En el caso de las desapariciones en México, el relato es espeluznante; las madres buscadoras han sido revictimizados, se ha lucrado con la esperanza, su desesperación e ilusión. No es concebible que esto ocurra, la ecuación es errónea de origen, nos desnuda desde que el Estado fue el gran ejecutor de desapariciones.
“Lo que no se nombra, no existe”, advirtió el filósofo, George Steiner, y eso precisamente han hecho los gobiernos de este país en materia de desapariciones: el PRI más de 75 años; el PAN en sus cortitos 12 años; y es, con toda seguridad, un reclamo a la administración de AMLO y una promesa incumplida de la 4T.
Hace unos días, sin embargo, Claudia Sheinbaum (es mi percepción) por vez primera reconoció la existencia de una grave crisis de desaparecidos en México, y anunció una serie de medidas para combatir esta desgracia… Pero la tarea no se reduce a una mera voluntad política, requiere de todos, se necesita que el relato de aquello que nombremos corresponda con la realidad.
El internet, sin duda, ha democratizado el acceso a la información como nunca. Conecta a miles en todos los continentes, promueve el intercambio de conocimientos y la colaboración, pero, también, ha creado un terreno fértil para la desinformación, lo que representa una amenaza significativa para el bienestar individual y la estabilidad social.
La facilidad con que se puede difundir información ha desdibujado las líneas entre la verdad y la falsedad. El volumen, sumado a la velocidad de transmisión, dificulta que las personas distingan entre fuentes creíbles y falsas. La infodemia erosiona la confianza, alimenta las divisiones sociales e incita a la violencia.
Las redes sociales se han convertido en canales de desinformación. Los algoritmos amplifican el contenido sensacionalista, independientemente de su veracidad y bajo la cobertura del anonimato irresponsable, se da eco a todo aquello que confirme nuestros prejuicios, afianzando narrativas falsas. La desinformación limita el entendimiento, daña la reputación y socava la cohesión social. Combatirla requiere de un esfuerzo inmenso, pero, principalmente, de que nosotros mismos adoptemos la habilidad de evaluar críticamente la información que nos llega, verificando fuentes, e identificando falacias lógicas, comprendiendo la diferencia entre opinión y hecho.
Las redes sociales tienen una responsabilidad mayúscula a la hora de abordar la propagación de desinformación.
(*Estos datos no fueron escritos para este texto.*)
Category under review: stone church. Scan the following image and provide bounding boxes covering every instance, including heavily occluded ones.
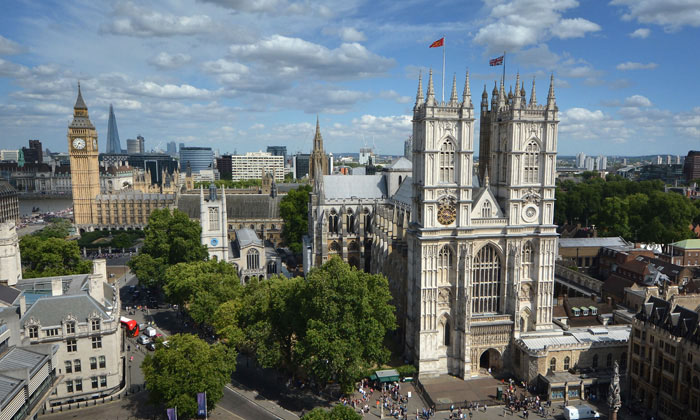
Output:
[308,70,559,379]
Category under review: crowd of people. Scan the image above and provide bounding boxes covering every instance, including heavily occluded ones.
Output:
[502,378,552,418]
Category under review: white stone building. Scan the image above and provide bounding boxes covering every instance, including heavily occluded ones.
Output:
[0,222,22,286]
[231,152,284,182]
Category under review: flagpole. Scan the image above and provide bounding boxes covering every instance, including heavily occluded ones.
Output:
[502,51,506,85]
[442,36,446,103]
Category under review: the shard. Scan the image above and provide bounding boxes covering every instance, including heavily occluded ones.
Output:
[106,104,122,154]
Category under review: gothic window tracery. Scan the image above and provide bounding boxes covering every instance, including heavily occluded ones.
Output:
[208,207,219,231]
[439,139,455,183]
[328,209,339,233]
[522,242,534,279]
[246,249,260,270]
[481,201,492,218]
[472,244,502,314]
[438,245,452,285]
[524,141,540,183]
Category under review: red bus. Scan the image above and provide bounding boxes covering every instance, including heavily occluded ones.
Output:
[120,316,139,337]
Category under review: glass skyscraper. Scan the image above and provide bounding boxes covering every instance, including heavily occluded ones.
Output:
[106,104,122,154]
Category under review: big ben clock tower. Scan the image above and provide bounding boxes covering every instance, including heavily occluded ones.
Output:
[68,83,100,230]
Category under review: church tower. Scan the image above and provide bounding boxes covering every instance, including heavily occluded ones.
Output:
[68,83,100,230]
[309,117,328,183]
[200,184,229,261]
[406,70,558,379]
Deben modificar algoritmos para priorizar fuentes creíbles; invertir en herramientas que sirvan a los usuarios para identificar y denunciar la desinformación.
Finalmente, responsabilizar a quienes difundan desinformación es crucial. Necesitamos directrices claras y mecanismos legales de aplicación para disuadir a los actores maliciosos; sancionar a quienes propaguen información demostrablemente falsa, especialmente aquella que incite a la violencia.
La desinformación absoluta, la información intencionalmente engañosa, y la difusión involuntaria de narrativas falsas tienen consecuencias devastadoras. ¿De verdad es razonable sostener como solución a nuestros problemas de violencia e inseguridad una invasión estadounidense?